We also compared CP and Hyp in plasma or serum and synovial fluid of early and advanced stages of OA and RA. In eOA, there was a negative gradient of CP from plasma into synovial fluid whereas in aOA this was reversed and there was a strong positive gradient from plasma to synovial fluid. Plasma CP was decreased 73% in aOA, compared to plasma CP in eOA whereas synovial fluid CP was increased in 72% in aOA compared to synovial fluid CP in eOA (Figure 3a). In eRA, there was no significant difference in CP content of serum and synovial fluid whereas in aRA there was a strong positive gradient from plasma to synovial fluid. Plasma CP was decreased 59% in aRA, compared to serum CP in eRA whereas plasma and synovial fluid CP in aRA were similar levels (Figure 3b). Serum CP correlated positively with synovial fluid CP in patients with eRA (r = 0.81, P < 0.05) but not in patients with aRA. There were strong positive gradients of Hyp from plasma to synovial fluid in both eOA and aOA but no significant difference of plasma or synovial fluid Hyp in aOA compared to eOA (Figure 3c). In eRA there was a strong positive gradient of Hyp from serum to synovial fluid but not in aRA (Figure 3d). Plasma Hyp correlated positively with Hyp in synovial fluid in eOA, r = 0.70, P < 0.01 and aOA, r = 0.56, P < 0.05; and serum Hyp correlated positively with synovial fluid Hyp in eRA (r = 0.88, P < 0.001).
Detecting and distinguishing different types of early-stage arthritis is unachievable routinely – if attempted, it requires arthroscopy or MRI for detection of eOA in combination with immunochemical tests to distinguish eRA. There is no clinically established method to detect eOA; radiography remains the method of choice for staging OA but shows little or no changes in eOA. Hence when OA is confirmed significant pain, discomfort and damage to the joint is already present. Diagnosis of eRA is made by immunochemical tests, often before damage to the joint occurs. The diagnostic outcome described herein, combination of plasma/serum CP, Hyp and anti-CCP antibody in a diagnostic algorithm, is therefore a first-in-class technique providing for biochemical diagnosis and discrimination of eOA, eRA and non-RA and healthy controls. It requires minimally invasive, non-expert sampling and analysis and has relatively high throughput and low cost. Biochemical tests for the detection of eOA have been proposed previously12 but our test provides both early detection and discrimination of type of arthritis by exploiting the CP epitope shown herein for the first time to be common in relatively high abundance in both early-stage OA and RA with autoimmunity restricted to early-stage RA. The strengths of using the machine learning approach in producing the diagnostic algorithm are that it provides a data-driven discovery of complex combinations of independent variables or features and their relative influence on the dependent variable of interest (diagnosis of early-stage type of arthritis) by logical, step-wise analysis without preconception and bias. The limitations are access to restricted application specific data – variables recorded and dataset size and as a post hoc analysis all data collection must be completed before implementation. It also requires expertise for awareness of variables available for inclusion in the analysis – which applies to other types of data analysis.

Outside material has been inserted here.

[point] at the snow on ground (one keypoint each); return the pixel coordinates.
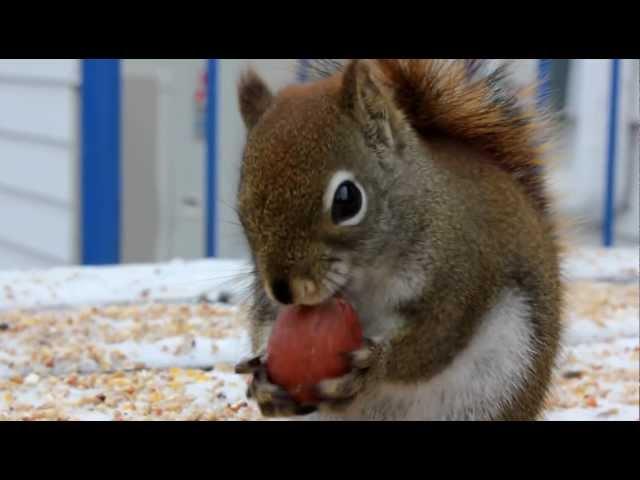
(153, 342)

The surprising and remarkable biochemical finding of this study is increased levels of plasma CP in eOA. Increased CP was found in serum of eRA but this was suspected with regard to the high prevalence of anti-CCP antibody positivity in eRA. Also remarkable was the higher CP concentration in plasma than in synovial fluid of patients with eOA and reversal of this in patients with aOA. Recent research has suggested movement of plasma proteins into the synovium occurs in eOA and contributes to an inflammatory response13. It is now accepted that there is an inflammatory component of OA with a decrease in inflammatory mediators in advanced disease14. Inflammatory mechanisms linked to CP formation may be a component of this and compartmentalised between the vasculature and synovium. PAD2 and PAD4 were detected in synovial tissue of patients with OA15 and dysfunction of autophagy has been linked to cartilage destruction in OA16. Multi-compartmental expression and activity of PADs, plasma and synovial fluid CPs and links to dysfunctional autophagy and cartilage loss now require investigation.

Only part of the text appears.